Shaw v. Gooch Feed Mill Corp.Annotate this Case
312 N.W.2d 682 (1981)
210 Neb. 17
Lee SHAW, Appellant, v. GOOCH FEED MILL CORPORATION, a corporation, Appellee.
Supreme Court of Nebraska.
November 25, 1981.
*683 Kenneth Cobb, Lincoln, for appellant.
Baylor, Evnen, Curtiss, Grimit & Witt, Lincoln, for appellee.
Heard before KRIVOSHA, C. J., and BOSLAUGH, McCOWN, CLINTON, BRODKEY, WHITE, and HASTINGS, JJ.
This is a workmen's compensation action. Appellant, Lee Shaw, was injured on June 22, 1978, in the course of his employment with the appellee, Gooch Feed Mill Corporation, when a grinder hood, weighing approximately 600 pounds, fell and struck Shaw in the right chest and shoulder area. The appellant suffered multiple injuries, including multiple rib fractures on the right side, a fractured left clavicle, a punctured right lung, and an 8 inch laceration of the right axilla and armpit. The appellee admitted that the appellant's injuries arose out of and in the course of his employment at the appellee's place of business. The issue actually tried in the Workmen's Compensation Court and on rehearing was the extent of the disability due to the accident and injuries.
Appellant argues here, as he did in the Workmen's Compensation Court, that he is permanently and totally disabled. The three-judge compensation court on rehearing found that the appellant was entitled to benefits of $154.67 per week for 39 weeks for temporary total disability, and thereafter and in addition thereto the sum of $23.20 per week for 261 weeks for 15 percent permanent partial disability. Essentially, the appellant challenges the findings of fact by the Workmen's Compensation Court and a further finding by the court that appellant "has failed to prove that he is totally disabled and that he is disabled from performing work for which he has had training or for which he is fitted."
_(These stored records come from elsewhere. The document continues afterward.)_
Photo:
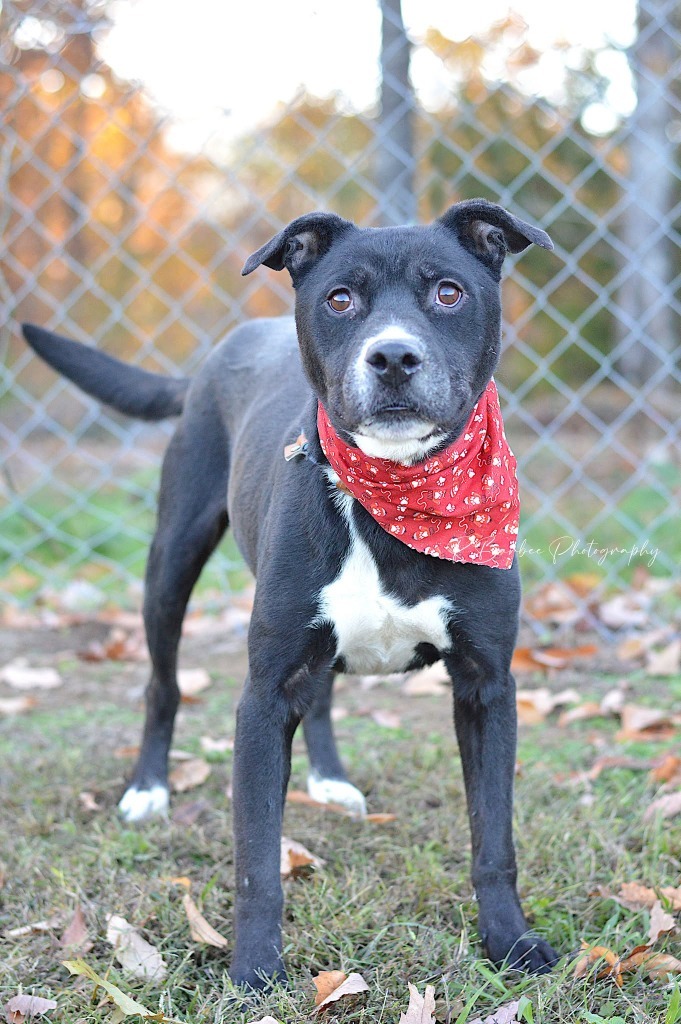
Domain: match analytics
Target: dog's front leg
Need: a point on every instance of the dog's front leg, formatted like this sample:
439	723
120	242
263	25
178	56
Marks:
262	762
485	723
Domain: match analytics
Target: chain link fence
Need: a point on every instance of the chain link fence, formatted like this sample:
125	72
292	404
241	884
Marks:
126	226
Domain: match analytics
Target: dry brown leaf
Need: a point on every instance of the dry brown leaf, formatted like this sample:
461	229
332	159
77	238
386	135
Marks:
662	923
666	662
591	955
200	930
188	774
23	1008
327	982
504	1015
386	719
635	896
120	645
76	937
16	706
296	859
667	807
667	769
353	986
220	745
137	956
193	681
430	682
644	723
23	677
421	1009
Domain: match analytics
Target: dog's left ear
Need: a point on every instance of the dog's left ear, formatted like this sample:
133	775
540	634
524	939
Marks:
490	231
300	244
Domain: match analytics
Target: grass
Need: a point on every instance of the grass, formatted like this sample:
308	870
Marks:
393	902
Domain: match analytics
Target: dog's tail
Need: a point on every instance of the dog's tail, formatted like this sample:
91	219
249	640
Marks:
128	389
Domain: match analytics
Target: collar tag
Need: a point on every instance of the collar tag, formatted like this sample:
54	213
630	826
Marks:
299	448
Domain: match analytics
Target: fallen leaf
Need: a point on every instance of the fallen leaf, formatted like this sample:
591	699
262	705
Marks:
188	774
200	930
591	955
667	807
327	982
504	1015
23	677
665	663
667	769
120	645
655	965
386	719
127	1006
221	745
135	954
353	985
193	681
88	803
76	935
23	1008
421	1009
296	859
16	706
430	682
662	923
644	723
635	896
636	646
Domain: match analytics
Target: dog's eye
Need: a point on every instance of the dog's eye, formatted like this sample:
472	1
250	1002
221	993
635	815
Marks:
340	300
449	294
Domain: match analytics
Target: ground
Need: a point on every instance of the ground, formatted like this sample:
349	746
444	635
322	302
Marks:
393	901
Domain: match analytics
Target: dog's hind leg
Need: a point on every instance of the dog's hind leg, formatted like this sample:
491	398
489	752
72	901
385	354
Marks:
327	780
193	517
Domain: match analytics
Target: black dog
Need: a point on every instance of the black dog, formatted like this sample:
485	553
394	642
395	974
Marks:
396	336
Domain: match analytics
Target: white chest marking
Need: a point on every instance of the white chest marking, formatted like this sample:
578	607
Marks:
376	633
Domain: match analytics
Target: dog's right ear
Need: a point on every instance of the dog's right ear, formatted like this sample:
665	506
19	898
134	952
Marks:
300	244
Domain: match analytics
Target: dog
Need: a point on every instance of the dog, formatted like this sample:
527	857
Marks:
358	456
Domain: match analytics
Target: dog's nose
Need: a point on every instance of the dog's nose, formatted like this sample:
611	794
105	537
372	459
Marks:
393	360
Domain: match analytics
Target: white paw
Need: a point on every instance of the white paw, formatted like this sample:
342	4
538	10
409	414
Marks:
333	791
138	804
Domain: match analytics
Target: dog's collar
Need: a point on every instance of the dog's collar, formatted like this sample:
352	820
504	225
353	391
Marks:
460	504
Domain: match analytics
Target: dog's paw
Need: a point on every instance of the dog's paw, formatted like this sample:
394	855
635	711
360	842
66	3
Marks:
335	791
137	804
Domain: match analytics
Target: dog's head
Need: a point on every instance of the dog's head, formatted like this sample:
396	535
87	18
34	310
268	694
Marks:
399	328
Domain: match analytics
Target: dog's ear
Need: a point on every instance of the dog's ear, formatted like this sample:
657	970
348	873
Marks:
490	231
300	244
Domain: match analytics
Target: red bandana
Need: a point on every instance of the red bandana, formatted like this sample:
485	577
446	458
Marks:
461	504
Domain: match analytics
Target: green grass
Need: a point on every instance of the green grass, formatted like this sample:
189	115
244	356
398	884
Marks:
393	902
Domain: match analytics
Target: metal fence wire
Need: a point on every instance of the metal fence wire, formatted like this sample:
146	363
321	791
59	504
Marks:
126	226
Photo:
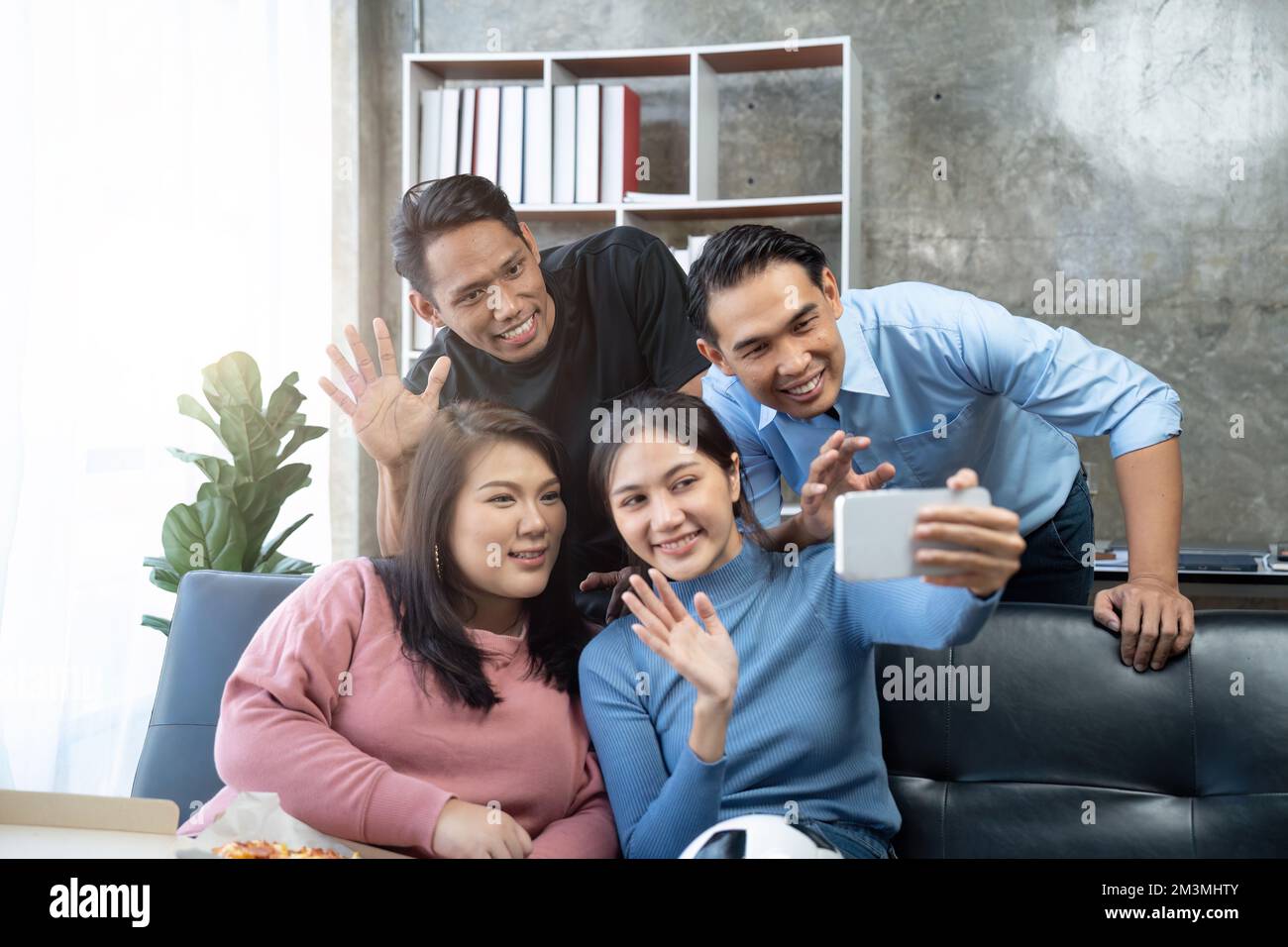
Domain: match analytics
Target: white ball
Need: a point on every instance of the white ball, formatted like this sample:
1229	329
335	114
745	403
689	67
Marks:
758	836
In reviewing workmen's compensation cases, this court is bound by the provisions of Neb.Rev.Stat. § 48-185 (Reissue 1978). Findings of fact made by the Nebraska Workmen's Compensation Court after rehearing shall have the same force and effect as a jury verdict in a civil case and will not be set aside unless clearly wrong. Osteen v. A.C. and S., Inc., 209 Neb. 282, 307 N.W.2d 514 (1981); Newbanks *684 v. Foursome Package & Bar, Inc., 201 Neb. 818, 272 N.W.2d 372 (1978). In determining the sufficiency of evidence necessary to sustain an award of the Nebraska Workmen's Compensation Court after rehearing, such evidence must be considered most favorably to the successful party, every controverted fact must be resolved in his or her favor, and he or she must receive the benefit of every inference reasonably deducible from it. Osteen, supra; McCann v. Holy Sepulchre Cemetery Assn., 205 Neb. 444, 288 N.W.2d 45 (1980).
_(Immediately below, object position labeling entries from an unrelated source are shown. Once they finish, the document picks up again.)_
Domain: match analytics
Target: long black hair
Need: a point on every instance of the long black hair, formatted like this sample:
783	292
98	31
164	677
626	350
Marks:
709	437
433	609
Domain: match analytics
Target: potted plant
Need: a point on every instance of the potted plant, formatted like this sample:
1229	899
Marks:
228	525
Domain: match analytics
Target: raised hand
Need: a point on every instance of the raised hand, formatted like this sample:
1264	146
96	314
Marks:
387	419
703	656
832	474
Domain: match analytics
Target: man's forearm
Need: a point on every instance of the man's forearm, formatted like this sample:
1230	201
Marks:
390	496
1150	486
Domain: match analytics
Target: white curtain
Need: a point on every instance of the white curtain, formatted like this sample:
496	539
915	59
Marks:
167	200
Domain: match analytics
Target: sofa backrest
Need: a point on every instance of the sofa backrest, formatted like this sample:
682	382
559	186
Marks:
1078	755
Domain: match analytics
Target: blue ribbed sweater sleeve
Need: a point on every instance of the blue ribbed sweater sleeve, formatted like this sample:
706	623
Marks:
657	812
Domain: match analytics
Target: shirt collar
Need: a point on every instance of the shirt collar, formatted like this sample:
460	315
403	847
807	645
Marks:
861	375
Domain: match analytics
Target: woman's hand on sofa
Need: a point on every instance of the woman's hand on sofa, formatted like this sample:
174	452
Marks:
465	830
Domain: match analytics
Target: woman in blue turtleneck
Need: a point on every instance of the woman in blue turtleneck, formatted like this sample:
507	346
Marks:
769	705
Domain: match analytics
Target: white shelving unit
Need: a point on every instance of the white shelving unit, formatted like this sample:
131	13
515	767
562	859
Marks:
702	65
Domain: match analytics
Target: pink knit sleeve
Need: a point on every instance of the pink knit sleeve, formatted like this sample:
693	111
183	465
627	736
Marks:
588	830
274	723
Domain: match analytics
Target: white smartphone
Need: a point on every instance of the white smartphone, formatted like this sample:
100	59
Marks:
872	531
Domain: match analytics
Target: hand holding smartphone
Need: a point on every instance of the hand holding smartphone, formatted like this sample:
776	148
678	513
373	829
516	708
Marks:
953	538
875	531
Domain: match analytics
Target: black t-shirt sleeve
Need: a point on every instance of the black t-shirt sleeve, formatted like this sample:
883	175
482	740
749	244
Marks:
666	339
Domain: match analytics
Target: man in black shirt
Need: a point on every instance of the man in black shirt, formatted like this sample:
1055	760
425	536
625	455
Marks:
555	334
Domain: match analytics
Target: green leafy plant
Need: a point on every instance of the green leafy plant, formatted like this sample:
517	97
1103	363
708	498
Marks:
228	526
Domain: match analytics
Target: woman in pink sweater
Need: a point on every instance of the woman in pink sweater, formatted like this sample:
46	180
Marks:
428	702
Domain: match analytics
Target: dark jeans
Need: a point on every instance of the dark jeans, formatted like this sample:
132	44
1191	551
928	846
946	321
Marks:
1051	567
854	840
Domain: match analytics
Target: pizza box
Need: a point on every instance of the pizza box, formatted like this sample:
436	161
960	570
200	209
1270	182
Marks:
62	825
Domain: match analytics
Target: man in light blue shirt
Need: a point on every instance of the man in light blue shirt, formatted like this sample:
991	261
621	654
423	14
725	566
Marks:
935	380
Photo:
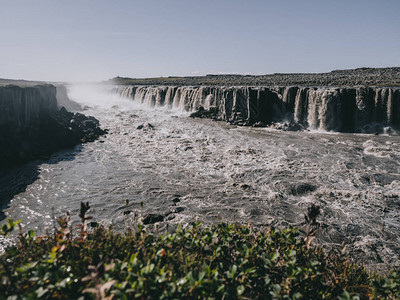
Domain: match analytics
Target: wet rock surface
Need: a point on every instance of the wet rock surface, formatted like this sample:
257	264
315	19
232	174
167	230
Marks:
54	131
32	126
359	109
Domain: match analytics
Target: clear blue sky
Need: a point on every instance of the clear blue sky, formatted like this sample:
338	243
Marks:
97	39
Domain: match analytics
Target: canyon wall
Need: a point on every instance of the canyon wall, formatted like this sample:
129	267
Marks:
34	124
22	106
346	109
There is sufficient evidence in the record to support the Workmen's Compensation Court finding that the appellant suffered a 15 percent permanent partial disability to his body as a whole and that the appellant achieved his maximum recovery on March 22, 1979, some 39 weeks after the injury. There was further evidence by two medical witnesses that there was nothing that would physically prevent appellant from trying to perform a sweeper job or boilerman's job at the Gooch plant as the duties of those jobs were outlined by the evidence. The sweeper job was offered to the appellant, and the appellant conceded that he knew of the availability of the boilerman's job. Appellant testified that he had not sought employment from any other employer. One of the reasons he gave for not seeking employment was that he did not know whether he wanted to return to work.
We do not discount the extended evidence of the appellant or of medical witnesses which suggested that the appellant had considerable residual pain and a severe limitation in the lifting power of his right arm, or the evidence that the appellant would be totally disabled from any job which required heavy lifting. We merely point out that our scope of review is whether the facts support the findings of the Workmen's Compensation Court. It is not the precise type of work that determines whether or not a workman is totally and permanently disabled, but, rather, total and permanent disability contemplates the inability of the workman to perform any work in which he has experience or the capacity to perform. Craig v. American Community Stores Corp., 205 Neb. 286, 287 N.W.2d 426 (1980); Camp v. Blount Bros. Corp., 195 Neb. 459, 238 N.W.2d 634 (1976).
There was sufficient evidence to support each of the findings of the Workmen's Compensation Court; therefore, we must affirm.